Fly reel drag systems may seem like a trivial matter, particularly if you’re a trout angler. After all, trout barely take the line off the reel, so why bother with a drag system? The answer is simple: when that whopper of a trout, maybe a 16lb monster, takes your fly or you venture into saltwater fly fishing for hefty species like GTs or salmon in rivers, you’d better know your way around your reel’s drag system. It could be the difference between landing that trophy fish or watching it swim off with your fly. So, buckle up, and let’s dive deep into the world of fly reel drag systems.
What is a Drag on a Fly Reel?
The word ‘drag’ in fly fishing parlance refers to brakes. The drag on a reel creates resistance against the rotation of the spool of the fly fishing reel.
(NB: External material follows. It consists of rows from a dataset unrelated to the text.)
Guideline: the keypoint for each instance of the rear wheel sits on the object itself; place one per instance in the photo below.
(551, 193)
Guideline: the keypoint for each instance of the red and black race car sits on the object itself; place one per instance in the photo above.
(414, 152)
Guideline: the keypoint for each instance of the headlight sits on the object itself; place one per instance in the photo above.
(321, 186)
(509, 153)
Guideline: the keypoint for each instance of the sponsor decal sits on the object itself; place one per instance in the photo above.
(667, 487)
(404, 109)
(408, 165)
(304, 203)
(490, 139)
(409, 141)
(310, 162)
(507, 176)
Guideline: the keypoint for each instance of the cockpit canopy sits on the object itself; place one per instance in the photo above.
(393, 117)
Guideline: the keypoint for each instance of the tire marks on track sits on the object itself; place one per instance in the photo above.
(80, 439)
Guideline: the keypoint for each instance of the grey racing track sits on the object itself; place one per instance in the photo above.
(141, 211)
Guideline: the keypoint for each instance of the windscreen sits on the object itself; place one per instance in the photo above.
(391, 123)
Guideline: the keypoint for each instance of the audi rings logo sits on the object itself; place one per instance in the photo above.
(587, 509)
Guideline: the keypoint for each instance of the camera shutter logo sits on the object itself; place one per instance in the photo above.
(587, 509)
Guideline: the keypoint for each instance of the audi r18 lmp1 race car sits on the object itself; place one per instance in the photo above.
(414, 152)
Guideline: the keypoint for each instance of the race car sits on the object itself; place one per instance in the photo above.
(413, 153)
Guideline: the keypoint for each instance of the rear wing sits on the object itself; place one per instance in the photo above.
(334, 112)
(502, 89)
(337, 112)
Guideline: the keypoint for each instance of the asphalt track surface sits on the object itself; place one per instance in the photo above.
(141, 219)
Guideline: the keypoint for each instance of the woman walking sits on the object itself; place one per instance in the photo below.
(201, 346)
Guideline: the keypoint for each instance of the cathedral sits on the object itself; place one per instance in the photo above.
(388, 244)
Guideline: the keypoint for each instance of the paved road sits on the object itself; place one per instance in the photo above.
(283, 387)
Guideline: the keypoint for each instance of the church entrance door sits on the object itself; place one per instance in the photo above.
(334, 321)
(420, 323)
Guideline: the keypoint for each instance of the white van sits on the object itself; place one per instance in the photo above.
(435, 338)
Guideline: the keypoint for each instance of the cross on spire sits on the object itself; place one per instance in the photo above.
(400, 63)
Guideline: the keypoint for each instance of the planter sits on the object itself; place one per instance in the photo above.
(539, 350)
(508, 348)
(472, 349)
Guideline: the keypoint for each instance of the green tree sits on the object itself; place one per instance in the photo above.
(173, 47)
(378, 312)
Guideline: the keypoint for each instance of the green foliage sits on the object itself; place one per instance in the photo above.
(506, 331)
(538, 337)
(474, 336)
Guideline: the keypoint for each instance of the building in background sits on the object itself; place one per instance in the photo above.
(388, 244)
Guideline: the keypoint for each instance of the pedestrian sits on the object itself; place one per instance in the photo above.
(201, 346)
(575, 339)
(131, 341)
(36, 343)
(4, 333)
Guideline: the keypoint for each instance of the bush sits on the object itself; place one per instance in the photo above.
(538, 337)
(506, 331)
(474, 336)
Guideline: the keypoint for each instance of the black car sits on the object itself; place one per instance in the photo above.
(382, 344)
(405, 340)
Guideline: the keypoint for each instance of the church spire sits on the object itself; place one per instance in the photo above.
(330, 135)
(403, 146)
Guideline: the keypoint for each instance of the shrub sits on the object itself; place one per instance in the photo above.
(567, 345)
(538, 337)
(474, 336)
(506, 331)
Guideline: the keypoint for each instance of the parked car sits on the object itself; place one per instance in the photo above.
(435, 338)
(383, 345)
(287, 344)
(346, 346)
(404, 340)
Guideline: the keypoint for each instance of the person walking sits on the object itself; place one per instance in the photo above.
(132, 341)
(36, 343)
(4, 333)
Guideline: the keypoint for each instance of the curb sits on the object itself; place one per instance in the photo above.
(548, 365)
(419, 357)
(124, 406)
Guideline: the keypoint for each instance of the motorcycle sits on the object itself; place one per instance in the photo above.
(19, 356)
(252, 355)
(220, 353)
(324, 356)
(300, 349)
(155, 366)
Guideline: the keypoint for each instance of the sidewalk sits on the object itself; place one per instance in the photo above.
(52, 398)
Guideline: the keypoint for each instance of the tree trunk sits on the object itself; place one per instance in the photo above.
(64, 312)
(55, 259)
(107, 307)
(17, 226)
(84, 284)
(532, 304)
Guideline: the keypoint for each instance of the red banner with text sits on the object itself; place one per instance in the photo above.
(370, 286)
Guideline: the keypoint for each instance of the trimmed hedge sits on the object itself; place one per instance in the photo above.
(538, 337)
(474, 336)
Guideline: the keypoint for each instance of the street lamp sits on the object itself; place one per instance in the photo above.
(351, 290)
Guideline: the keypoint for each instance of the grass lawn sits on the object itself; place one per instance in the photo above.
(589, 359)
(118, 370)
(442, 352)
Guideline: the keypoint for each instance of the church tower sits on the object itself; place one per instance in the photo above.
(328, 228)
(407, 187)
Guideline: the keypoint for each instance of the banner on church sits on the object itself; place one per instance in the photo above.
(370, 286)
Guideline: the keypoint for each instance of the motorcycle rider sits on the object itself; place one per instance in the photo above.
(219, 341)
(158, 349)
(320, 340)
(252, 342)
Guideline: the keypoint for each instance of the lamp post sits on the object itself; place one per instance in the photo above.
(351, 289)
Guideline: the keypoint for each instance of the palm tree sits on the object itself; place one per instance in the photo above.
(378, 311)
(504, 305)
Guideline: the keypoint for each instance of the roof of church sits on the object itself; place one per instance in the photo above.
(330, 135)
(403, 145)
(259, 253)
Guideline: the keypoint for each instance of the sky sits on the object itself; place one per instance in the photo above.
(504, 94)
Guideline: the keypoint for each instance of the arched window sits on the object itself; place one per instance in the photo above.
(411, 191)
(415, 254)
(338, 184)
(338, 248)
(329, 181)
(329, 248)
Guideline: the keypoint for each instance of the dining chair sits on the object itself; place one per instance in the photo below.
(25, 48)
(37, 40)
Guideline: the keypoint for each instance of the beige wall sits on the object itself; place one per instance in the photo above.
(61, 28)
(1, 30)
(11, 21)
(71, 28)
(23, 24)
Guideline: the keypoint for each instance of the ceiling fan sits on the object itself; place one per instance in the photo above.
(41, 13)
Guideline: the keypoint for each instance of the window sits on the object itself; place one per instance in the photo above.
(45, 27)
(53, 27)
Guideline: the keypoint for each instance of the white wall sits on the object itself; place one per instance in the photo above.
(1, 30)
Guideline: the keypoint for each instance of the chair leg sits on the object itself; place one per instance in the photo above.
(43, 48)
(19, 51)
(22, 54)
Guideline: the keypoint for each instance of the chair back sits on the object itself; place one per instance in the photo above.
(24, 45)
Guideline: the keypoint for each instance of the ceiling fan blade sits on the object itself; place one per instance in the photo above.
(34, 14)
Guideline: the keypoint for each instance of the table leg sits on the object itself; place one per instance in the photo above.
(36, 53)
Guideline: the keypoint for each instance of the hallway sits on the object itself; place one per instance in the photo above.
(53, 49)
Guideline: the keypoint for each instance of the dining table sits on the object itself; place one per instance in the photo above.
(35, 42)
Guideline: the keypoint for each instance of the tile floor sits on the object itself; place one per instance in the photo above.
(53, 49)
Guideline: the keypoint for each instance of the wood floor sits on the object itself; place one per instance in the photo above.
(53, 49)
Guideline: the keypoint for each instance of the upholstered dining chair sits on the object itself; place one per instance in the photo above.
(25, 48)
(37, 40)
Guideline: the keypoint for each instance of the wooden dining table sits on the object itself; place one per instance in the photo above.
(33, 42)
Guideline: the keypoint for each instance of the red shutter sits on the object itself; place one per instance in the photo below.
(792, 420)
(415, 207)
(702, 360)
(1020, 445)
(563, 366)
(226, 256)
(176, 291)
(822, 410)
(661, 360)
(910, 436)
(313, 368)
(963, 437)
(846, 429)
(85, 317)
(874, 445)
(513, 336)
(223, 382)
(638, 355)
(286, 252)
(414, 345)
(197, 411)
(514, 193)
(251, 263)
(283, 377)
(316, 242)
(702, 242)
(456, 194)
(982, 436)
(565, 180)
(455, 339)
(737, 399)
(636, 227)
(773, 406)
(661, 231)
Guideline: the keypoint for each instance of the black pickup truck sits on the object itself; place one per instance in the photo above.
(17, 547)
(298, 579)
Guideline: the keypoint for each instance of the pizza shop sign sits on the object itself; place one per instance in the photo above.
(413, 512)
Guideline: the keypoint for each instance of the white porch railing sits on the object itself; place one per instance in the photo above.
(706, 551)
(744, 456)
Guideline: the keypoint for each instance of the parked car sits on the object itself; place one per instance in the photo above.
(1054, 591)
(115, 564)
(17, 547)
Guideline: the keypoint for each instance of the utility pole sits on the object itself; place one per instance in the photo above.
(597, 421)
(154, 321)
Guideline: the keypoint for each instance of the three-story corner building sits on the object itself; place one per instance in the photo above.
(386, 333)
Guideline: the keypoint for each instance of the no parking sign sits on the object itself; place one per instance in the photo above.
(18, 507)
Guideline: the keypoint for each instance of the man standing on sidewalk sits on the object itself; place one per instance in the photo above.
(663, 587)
This resistance makes it harder to pull the fly line off the reel. When a fish is pulling line, the drag system is your main line of defense, slowing down the fish and allowing you to control it during a fight.
The drag also sets the tension of the spool so it isn’t free, preventing backlashes and tangles when you pull the line off your fly fishing reel.
Types of Drag Systems
When exploring fly reels, you’ll mainly encounter two types of drag systems: disc drag and click and pawl drag (also known as spring and pawl). Each is designed for different fishing situations.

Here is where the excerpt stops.